Selain Sudewo, KPK juga menahan Kepala Desa Karangrowo, Kecamatan Jakenan Abdul Suyono (YON); Kepala Desa Arumanis, Kecamatan Jaken Sumarjiono (JION); serta Kepala Desa Sukorukun, Kecamatan Jaken Karjan (JAN).
Para tersangka diduga melanggar Pasal 12 huruf e UU No 31 tahun 1999 sebagaimana telah diubah dengan UU Nomor 20 Tahun 2001 juncto Pasal 20 huruf c KUHP.
Baca Juga: KPK Incar Harta Bos Asing di BUMN, Direksi WNA Wajib Lapor LHKPN
Asep menjelaskan bahwa pada akhir tahun 2025, Pemerintah Kabupaten Pati mengumumkan akan membuka formasi jabatan perangkat desa pada Maret 2026.
Kabupaten Pati diketahui memiliki total 21 kecamatan, 401 desa, dan 5 kelurahan.

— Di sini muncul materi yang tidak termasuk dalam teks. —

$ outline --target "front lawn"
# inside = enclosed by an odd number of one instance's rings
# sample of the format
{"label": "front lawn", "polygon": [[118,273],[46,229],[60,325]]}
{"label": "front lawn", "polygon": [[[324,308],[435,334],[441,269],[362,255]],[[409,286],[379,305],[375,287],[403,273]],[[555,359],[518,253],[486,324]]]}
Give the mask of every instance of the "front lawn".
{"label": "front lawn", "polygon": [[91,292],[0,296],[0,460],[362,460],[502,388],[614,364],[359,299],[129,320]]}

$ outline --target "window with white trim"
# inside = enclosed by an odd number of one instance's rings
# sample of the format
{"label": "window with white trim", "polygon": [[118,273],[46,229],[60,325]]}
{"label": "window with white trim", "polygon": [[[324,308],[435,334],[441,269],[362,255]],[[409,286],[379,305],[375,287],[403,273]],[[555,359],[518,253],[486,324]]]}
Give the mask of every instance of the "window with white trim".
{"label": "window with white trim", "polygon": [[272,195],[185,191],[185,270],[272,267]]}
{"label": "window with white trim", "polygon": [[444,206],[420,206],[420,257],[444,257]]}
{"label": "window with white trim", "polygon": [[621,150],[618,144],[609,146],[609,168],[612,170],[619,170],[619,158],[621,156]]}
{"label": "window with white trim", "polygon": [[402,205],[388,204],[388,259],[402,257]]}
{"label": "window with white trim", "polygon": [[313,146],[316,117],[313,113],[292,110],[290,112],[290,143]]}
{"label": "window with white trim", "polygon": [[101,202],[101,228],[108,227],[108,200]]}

Saat ini, diperkirakan terdapat 601 jabatan perangkat desa yang kosong.
Hal itu kemudian diduga dimanfaatkan Sudewo bersama sejumlah anggota tim suksesnya untuk meminta sejumlah uang kepada calon perangkat desa.
“Sejak bulan November 2025, diketahui SDW telah membahas rencana pengisian jabatan perangkat desa tersebut bersama timsesnya,” ujar Asep.
Pada masing-masing kecamatan, ditunjuk Kepala Desa (Kades) yang juga merupakan bagian dari tim sukses Sudewo sebagai Koordinator Kecamatan (Korcam) atau dikenal sebagai Tim 8.
Kemudian, Suyono dan Sumarjiono menghubungi para kepala desa di wilayah masing-masing untuk menginstruksikan pengumpulan uang dari para calon perangkat desa.